Despite the weather the students got a lot done. A mountain of firewood was collected and processed. Star pickets were put around the stone pines and replacement trees put in where the deer had killed the old ones.  Several were fenced with high wire and are hopefully now protected from further attack.  We would have fenced the lot if the weather had not been so bad.  The first two days of camp were too hot and it was lucky that Edd was able to work a miracle on the pool and get the water blue and inviting. Another group of students worked on the new orchard and took out the weeds along the fence lines.  I started to clean out under the trees and altogether it looks a lot more cared for now.
I missed the last day of camp because I had to take Bo to hospital on Friday to have an operation on her foot that was giving her a lot of pain.  She had smashed her big toe by dropping a heavy log on it and needed a bone fused.   Wayne collected her from hospital on Friday because she was still feeling the effects of the anaesthetic but it still gave Edd and I time to go out to various chook breeding establishment and collect some more day old chicks.  The camp students had set up the heated chook box in the mud room and we already has six commercial Australorps chicks but we had to travel further to get Rhode island reds, Araucanans and black copper Marans.   Last year Edd incubated and bred chicks but he still has not dealt with the resulting rooster problem.  I have decided that from now on we by sexed day olds and avoid the issue.
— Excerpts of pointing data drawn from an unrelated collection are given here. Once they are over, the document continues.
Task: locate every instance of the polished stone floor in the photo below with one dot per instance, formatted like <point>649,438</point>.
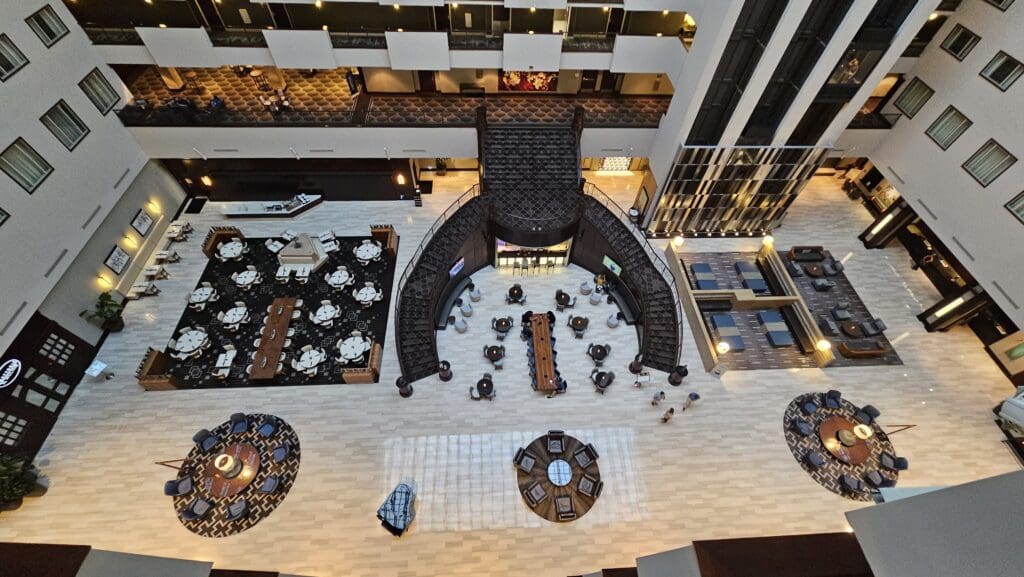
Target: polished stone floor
<point>720,469</point>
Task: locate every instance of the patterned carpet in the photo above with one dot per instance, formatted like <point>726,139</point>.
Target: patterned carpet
<point>326,98</point>
<point>820,304</point>
<point>828,475</point>
<point>198,373</point>
<point>260,504</point>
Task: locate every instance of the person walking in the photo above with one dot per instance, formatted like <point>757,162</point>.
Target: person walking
<point>668,415</point>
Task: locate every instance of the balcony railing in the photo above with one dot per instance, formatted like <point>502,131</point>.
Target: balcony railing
<point>117,36</point>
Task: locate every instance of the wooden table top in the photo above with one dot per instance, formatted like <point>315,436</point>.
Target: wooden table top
<point>218,486</point>
<point>539,448</point>
<point>828,430</point>
<point>544,358</point>
<point>270,348</point>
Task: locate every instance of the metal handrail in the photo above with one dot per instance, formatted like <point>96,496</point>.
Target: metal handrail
<point>593,191</point>
<point>469,195</point>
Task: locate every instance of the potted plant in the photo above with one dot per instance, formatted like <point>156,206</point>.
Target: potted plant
<point>18,479</point>
<point>108,312</point>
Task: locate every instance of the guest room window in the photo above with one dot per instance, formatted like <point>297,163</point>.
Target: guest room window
<point>913,97</point>
<point>1003,71</point>
<point>47,26</point>
<point>23,163</point>
<point>11,59</point>
<point>99,91</point>
<point>65,124</point>
<point>990,161</point>
<point>960,42</point>
<point>948,127</point>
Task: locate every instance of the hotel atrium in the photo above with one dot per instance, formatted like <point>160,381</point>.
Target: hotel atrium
<point>564,288</point>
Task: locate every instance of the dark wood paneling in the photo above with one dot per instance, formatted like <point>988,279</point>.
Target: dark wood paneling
<point>823,554</point>
<point>32,560</point>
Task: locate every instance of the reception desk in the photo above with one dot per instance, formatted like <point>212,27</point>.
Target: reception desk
<point>270,209</point>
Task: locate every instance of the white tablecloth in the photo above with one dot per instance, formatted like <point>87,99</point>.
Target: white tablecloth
<point>368,251</point>
<point>236,316</point>
<point>202,294</point>
<point>339,279</point>
<point>367,294</point>
<point>310,359</point>
<point>192,341</point>
<point>353,347</point>
<point>246,278</point>
<point>230,249</point>
<point>326,313</point>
One of last year’s kids, Anna, had managed to break a leg and has been isolated in a pen to heal. She had only had the splint on for four weeks before she managed to get it off but I have not replaced it because she seemed to be managing.  We are up to week five now and she is using the leg but it is still slightly week.  I normally allow six weeks but I may have to keep her penned for longer this time. The goats are all going right up the hill to graze and coming back through the gravel pit paddock. This is a long days walking and probably Anna needs to be fitter to cope.